The old Boeing culture is what Pritzker is doing. The McDonnell culture is what Rauner advocated.
- Friendly Bob Adams - Tuesday, Jan 23, 24 @ 12:33 pm:
My parents and grandparents used to work for Boeing, and they were proud to be associated with the company. It’s a shame that things have fallen so far. Once you give up on quality as a standard, what have you got?
- OneMan - Tuesday, Jan 23, 24 @ 12:40 pm:
There is a lot of discussion about how Boeing really lost its engineering culture after the McDonnell Douglas merger. That management had too many folks who had worked at GE, and the Jack Welch mentality impacted quality and design.
By outsourcing too much and focusing too much on shareholder return (in part by outsourcing too much) they lost the plot.
I have read someone say they should bring back the folks who led and worked on the 777 project, the last ‘great’ Boeing aircraft.
It’s going to be interesting to see if they are willing to make the sacrifices necessary
to turn things around and if shareholders will accept those changes.
- Downstate Surveyor - Tuesday, Jan 23, 24 @ 2:01 pm:
When they spun off Spirit Aviation (The fuselage maker), Boeing lost control of the operations and quality control….
I have an issue with Kirbys comments; while United nay be Boeings largest commercial airline customer, the are not Boeings largest customer over all. That status goes to the United States Military, hands down……
- Give Us Barabbas - Tuesday, Jan 23, 24 @ 2:03 pm:
It’s not Boeing, it’s McDonnell in a Boeing skin suit, and not only was their management corrupted by the Jack Welch mentality, the passenger plane and aerospace divisions were weakened because the management wanted to concentrate on defense systems and military craft.
- Amalia - Tuesday, Jan 23, 24 @ 2:08 pm:
any curve away from science is bad. I have met one very big new staffer there and he’s nothing but science, a brilliant mind. hoping they get things back in gear. we cannot afford the demise of Boeing to leave us with Airbus no matter how good their planes are. there are some big operational reasons why even if their planes are good.

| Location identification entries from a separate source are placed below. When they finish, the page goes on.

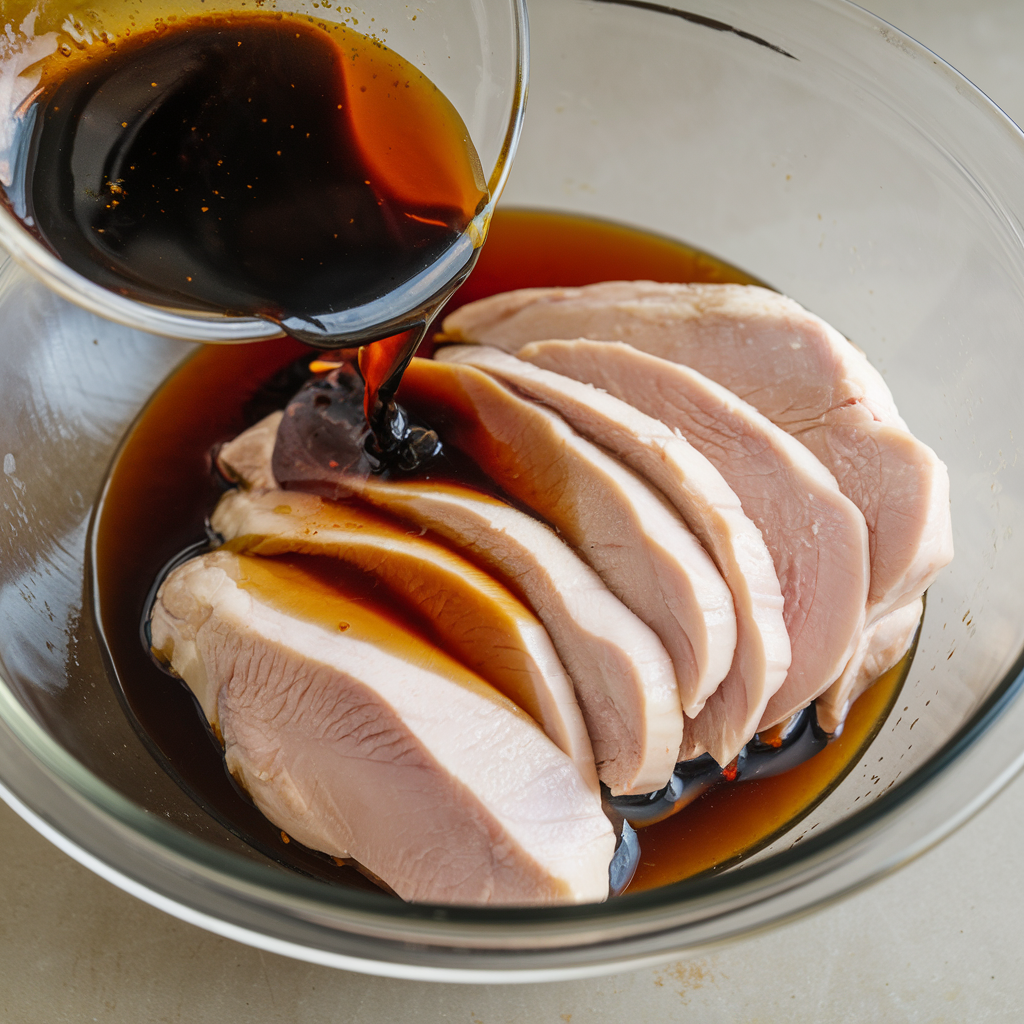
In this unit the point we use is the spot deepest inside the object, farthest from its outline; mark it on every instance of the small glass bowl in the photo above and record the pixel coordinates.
(804, 140)
(476, 51)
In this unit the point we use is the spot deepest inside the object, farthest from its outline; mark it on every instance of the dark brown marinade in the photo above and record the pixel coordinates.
(253, 164)
(162, 488)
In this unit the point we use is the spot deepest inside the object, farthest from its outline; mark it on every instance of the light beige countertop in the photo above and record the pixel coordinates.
(941, 940)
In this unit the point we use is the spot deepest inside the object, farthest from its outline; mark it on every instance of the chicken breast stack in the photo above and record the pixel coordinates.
(715, 517)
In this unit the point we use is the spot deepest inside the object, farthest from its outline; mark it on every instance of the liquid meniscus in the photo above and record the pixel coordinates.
(262, 165)
(161, 489)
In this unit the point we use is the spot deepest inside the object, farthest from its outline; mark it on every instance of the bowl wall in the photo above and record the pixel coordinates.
(817, 148)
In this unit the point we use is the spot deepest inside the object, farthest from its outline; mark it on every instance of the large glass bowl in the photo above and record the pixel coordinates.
(804, 140)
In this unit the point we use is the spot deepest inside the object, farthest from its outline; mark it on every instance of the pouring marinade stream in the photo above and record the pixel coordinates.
(260, 165)
(268, 166)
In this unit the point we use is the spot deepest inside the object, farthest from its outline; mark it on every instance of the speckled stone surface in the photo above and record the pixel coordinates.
(942, 940)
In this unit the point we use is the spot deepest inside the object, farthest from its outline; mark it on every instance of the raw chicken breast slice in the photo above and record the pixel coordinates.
(372, 744)
(474, 617)
(248, 459)
(882, 645)
(902, 489)
(817, 538)
(788, 364)
(617, 666)
(629, 534)
(794, 368)
(710, 508)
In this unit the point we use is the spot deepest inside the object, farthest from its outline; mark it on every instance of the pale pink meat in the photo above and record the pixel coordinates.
(710, 508)
(627, 531)
(406, 762)
(620, 670)
(476, 619)
(817, 538)
(882, 645)
(793, 368)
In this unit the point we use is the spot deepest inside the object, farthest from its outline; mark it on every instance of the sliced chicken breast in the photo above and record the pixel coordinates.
(794, 368)
(882, 645)
(710, 508)
(248, 459)
(817, 538)
(629, 534)
(902, 489)
(619, 668)
(372, 744)
(788, 364)
(474, 617)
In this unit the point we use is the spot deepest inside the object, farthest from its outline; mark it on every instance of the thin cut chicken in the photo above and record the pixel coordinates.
(816, 537)
(370, 743)
(710, 508)
(627, 531)
(790, 365)
(619, 668)
(473, 616)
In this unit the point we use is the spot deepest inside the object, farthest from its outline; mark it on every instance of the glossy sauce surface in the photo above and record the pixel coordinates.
(254, 164)
(162, 488)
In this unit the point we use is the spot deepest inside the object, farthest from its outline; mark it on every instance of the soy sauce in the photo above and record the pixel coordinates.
(161, 488)
(248, 164)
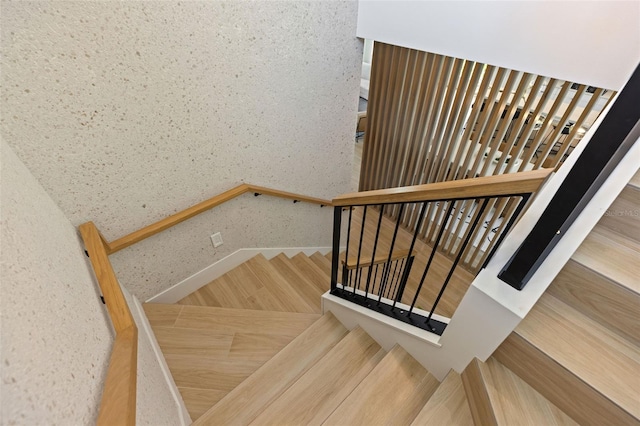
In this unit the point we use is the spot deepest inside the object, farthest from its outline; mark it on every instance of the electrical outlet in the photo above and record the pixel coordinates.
(216, 239)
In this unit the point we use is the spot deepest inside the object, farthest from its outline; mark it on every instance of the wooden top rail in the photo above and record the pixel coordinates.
(486, 186)
(352, 262)
(118, 404)
(192, 211)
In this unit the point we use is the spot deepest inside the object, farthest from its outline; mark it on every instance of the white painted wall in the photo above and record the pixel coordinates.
(56, 334)
(590, 42)
(127, 112)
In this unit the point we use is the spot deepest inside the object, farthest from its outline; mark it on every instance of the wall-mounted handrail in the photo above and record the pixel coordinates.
(485, 186)
(614, 137)
(118, 403)
(202, 207)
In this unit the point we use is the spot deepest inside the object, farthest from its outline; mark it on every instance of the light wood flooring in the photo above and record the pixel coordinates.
(253, 348)
(579, 346)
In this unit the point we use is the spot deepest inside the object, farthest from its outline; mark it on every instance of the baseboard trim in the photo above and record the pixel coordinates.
(224, 265)
(145, 328)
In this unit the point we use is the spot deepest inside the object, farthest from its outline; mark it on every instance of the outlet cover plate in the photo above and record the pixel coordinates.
(216, 239)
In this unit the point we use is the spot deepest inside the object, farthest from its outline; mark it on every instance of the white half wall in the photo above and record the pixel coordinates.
(589, 42)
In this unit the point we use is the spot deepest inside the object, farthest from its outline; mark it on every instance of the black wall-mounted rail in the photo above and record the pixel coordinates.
(619, 130)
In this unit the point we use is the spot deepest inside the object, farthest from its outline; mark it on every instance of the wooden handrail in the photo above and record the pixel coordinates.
(118, 403)
(486, 186)
(192, 211)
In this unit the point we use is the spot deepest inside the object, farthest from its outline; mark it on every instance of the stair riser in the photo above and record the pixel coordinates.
(623, 216)
(478, 396)
(599, 298)
(573, 396)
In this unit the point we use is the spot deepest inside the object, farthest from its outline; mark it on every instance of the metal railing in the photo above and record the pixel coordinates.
(386, 267)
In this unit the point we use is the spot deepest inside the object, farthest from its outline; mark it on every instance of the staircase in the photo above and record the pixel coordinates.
(253, 347)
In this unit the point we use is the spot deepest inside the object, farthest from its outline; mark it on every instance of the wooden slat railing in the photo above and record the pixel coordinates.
(486, 186)
(202, 207)
(118, 403)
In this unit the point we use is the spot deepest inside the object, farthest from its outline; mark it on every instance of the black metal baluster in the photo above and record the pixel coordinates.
(396, 278)
(393, 242)
(337, 222)
(393, 275)
(346, 252)
(375, 277)
(373, 255)
(445, 221)
(364, 220)
(455, 262)
(405, 274)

- Ares - Tuesday, Jan 23, 24 @ 2:20 pm:
A similar loss of moorings from engineering has happened at ComEd, which has led to the ComEd Four trial and convictions.
- FormerParatrooper - Tuesday, Jan 23, 24 @ 2:55 pm:
I will be boarding a Boeing 737-800 in a few minutes. Safety and quality are not industrial buzzwords, those are supposed to be commitments.
Quality costs money, that cost is less than the lives that could be lost and the reputation of an organization. In my field I demand safety and quality. Sure it isn’t building or maintaining aircraft full of people, but it is part of patient care that can determine what medical professionals can find in diagnostic procedures.
- Jibba - Tuesday, Jan 23, 24 @ 3:15 pm:
Not only does Boeing need to realign itself with safety (and union production), they should have started the redesign of the 737 from scratch about 5 years ago. Hope that project has been underway out of the spotlight. And kick those McDD execs to the curb.
- We've never had one before - Tuesday, Jan 23, 24 @ 3:18 pm:
They could have just left them as exits.
There was generally no problem with the proper exits.
- MyTwoCents - Tuesday, Jan 23, 24 @ 5:01 pm:
There are some industries where profit should not be the first priority, aircraft manufacturing being one of them. Ultimately I think the only thing that would change the culture at places like Boeing is either having a board and CEO who emphasize the safety culture, or attaching civil and/or criminal penalties to individuals and not just corporations. If a CEO is looking at personal liability in situations like this and the Max 8 crashes, that might change the cost/benefit calculation. History has proven that sometimes the only time change happens is when it’s imposed on those cutting corners to make a buck.